Blazer 23

Development
- Designer: Bruce Kirby
- Location: Canada
- Year: 1988
- Builder: Ontario Yachts
- Role: Racer-Cruiser
- Name: Blazer 23

Boat
- Displacement: 2,200 lb (998 kg)
- Draft: 3.75 ft (1.14 m)

Hull
- Type: monohull
- Construction: fibreglass
- LOA: 23.00 ft (7.01 m)
- LWL: 18.75 ft (5.72 m)
- Beam: 7.92 ft (2.41 m)
- Engine: outboard motor

Hull appendages
- Keel: fin keel
- Ballast: 900 lb (408 kg)
- Rudder: skeg-mounted rudder

Rig
- Rig type: Bermuda rig
- I foretriangle height: 25.75 ft (7.85 m)
- J foretriangle base: 8.90 ft (2.71 m)
- P mainsail luff: 26.00 ft (7.92 m)
- E mainsail foot: 11.18 ft (3.41 m)

Sails
- Sailplan: fractional rigged sloop
- Mainsail area: 145.34 sq ft (13.503 m^{2})
- Jib/genoa area: 114.59 sq ft (10.646 m^{2})
- Total sail area: 259.93 sq ft (24.148 m^{2})

Racing
- PHRF: 180

= Blazer 23 =

Sailboat class

The Blazer 23 is a Canadian trailerable sailboat that was designed by Bruce Kirby as racer-cruiser and first built in 1988.
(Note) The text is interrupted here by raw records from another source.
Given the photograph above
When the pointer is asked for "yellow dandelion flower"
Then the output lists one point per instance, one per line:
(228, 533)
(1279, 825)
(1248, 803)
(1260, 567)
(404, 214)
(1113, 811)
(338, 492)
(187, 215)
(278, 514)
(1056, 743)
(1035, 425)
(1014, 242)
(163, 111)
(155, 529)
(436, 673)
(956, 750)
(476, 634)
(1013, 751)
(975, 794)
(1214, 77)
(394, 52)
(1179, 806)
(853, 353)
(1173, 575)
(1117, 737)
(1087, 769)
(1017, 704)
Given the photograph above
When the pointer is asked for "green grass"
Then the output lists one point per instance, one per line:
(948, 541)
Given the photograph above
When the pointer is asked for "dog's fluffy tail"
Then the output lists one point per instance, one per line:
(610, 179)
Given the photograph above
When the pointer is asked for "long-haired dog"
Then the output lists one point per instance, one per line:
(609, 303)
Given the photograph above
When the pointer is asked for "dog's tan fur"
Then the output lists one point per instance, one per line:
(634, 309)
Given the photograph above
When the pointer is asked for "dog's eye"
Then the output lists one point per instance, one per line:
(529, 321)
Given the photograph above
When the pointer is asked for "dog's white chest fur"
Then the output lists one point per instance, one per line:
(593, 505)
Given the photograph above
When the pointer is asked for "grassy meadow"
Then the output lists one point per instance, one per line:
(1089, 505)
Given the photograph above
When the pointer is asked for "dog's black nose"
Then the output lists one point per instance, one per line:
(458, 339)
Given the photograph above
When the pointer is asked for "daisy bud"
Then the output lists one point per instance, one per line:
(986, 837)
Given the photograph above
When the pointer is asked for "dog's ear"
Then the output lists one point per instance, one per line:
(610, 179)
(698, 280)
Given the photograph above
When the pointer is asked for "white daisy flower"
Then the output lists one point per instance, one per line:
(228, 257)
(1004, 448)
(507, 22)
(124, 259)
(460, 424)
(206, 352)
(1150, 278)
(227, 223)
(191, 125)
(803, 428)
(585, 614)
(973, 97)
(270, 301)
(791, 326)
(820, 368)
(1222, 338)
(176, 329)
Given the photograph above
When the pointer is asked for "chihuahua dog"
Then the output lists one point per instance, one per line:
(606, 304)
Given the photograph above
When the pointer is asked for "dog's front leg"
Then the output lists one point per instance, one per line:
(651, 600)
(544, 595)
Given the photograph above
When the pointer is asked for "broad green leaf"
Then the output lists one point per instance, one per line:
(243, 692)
The Blazer 23 is a cruising development of the Sonar, using the same hull design, but with a larger cabin with ports and a commensurately smaller cockpit, but slightly more sail area. It is very similar to the Kirby 23.

==Production==
The design was built by Ontario Yachts in Canada, starting in 1988, but it is now out of production.

==Design==
The Blazer 23 is a recreational keelboat, built predominantly of fibreglass, with wood trim. It has a fractional sloop rig, a raked stem, a slightly reverse transom, a skeg-mounted rudder controlled by a tiller and a fixed fin keel. It displaces 2200 lb and carries 900 lb of lead ballast.
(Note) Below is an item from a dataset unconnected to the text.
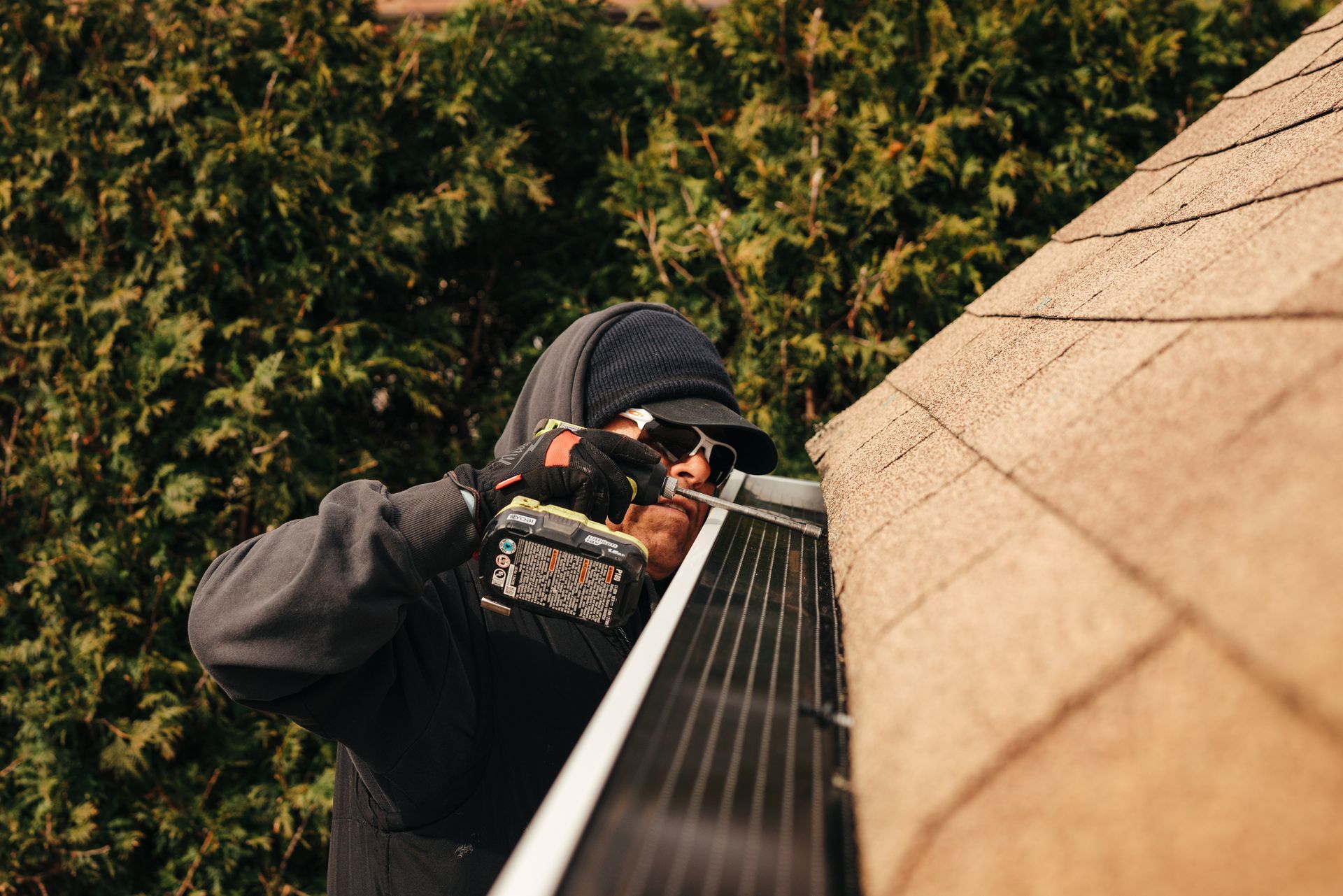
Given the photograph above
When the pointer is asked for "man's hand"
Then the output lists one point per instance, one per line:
(581, 471)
The boat has a draft of 3.75 ft with the standard keel.

The boat is normally fitted with a small 3 to 6 hp outboard motor for docking and manoeuvring.
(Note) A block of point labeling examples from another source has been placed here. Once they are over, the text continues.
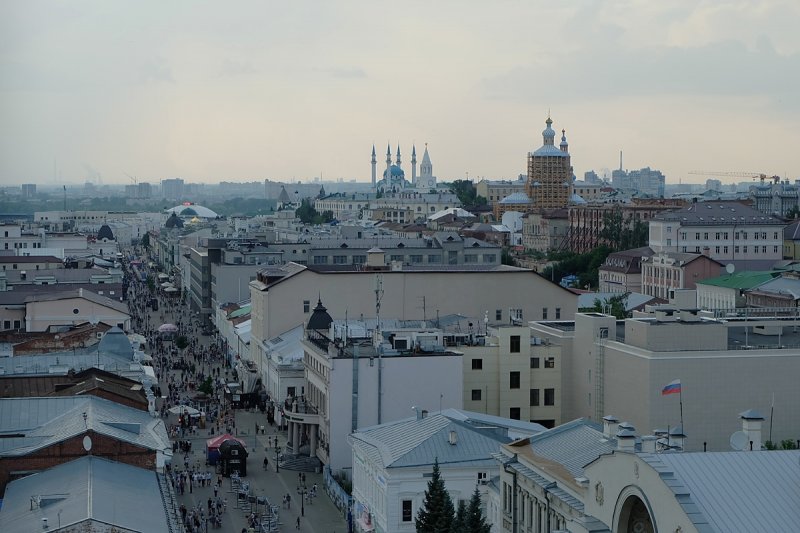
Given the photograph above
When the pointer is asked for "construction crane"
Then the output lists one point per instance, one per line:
(743, 174)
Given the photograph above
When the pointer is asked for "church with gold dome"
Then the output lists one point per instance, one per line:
(394, 177)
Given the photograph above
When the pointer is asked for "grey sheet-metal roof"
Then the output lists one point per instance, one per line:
(89, 488)
(42, 422)
(741, 491)
(574, 444)
(417, 442)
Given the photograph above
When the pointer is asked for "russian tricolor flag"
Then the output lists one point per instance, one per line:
(673, 387)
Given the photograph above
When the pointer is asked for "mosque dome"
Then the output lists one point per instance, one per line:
(105, 233)
(320, 319)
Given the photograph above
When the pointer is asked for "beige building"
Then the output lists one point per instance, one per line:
(70, 308)
(512, 374)
(725, 366)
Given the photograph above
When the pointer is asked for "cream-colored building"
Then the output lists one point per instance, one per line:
(70, 308)
(283, 299)
(511, 374)
(725, 366)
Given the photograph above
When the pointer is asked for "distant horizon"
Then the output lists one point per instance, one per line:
(90, 88)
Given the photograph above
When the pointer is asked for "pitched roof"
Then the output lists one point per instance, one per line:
(46, 421)
(718, 213)
(740, 280)
(90, 488)
(738, 491)
(417, 442)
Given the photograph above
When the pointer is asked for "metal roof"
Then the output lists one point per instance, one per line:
(47, 421)
(573, 445)
(417, 442)
(740, 491)
(90, 488)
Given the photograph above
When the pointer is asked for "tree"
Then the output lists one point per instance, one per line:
(460, 521)
(437, 513)
(475, 522)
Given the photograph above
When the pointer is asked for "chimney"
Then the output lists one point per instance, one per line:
(626, 439)
(751, 426)
(610, 424)
(649, 443)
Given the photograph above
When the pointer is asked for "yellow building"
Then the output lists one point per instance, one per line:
(550, 172)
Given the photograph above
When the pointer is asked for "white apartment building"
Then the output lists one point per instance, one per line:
(513, 374)
(391, 462)
(732, 232)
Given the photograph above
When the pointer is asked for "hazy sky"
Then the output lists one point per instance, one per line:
(244, 90)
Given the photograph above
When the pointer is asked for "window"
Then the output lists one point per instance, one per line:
(534, 397)
(407, 514)
(549, 396)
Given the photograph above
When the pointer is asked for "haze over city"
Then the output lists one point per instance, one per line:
(210, 91)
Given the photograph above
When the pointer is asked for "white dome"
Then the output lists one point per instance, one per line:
(192, 210)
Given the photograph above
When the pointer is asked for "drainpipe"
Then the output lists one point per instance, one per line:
(514, 528)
The design has sleeping accommodation for four people, with a double "V"-berth in the bow cabin and two straight settees in the main cabin. The galley is located on both sides, just aft of the bow cabin. The galley is equipped with a two-burner stove on the starboard side and a sink on the port side. The head is located under the bow cabin "V"-berth. Cabin headroom is 42 in.

For safety the design is equipped with foam flotation.

The design has a PHRF racing average handicap of 180 and a hull speed of 5.8 kn.

==Operational history==
In a 2010 review Steve Henkel wrote that the boat provides, "exceptionally spritely performance in light and moderate air. Foam flotation for safety is also a plus. Worst features: Low profile and an extra-long cockpit result in a short, low cabin with significantly less accommodation space than the Blazer's comp[etitor]s. Due to her deep draft and deep, nonfolding rudder, using a hoist rather than a ramp for launching is a virtual necessity."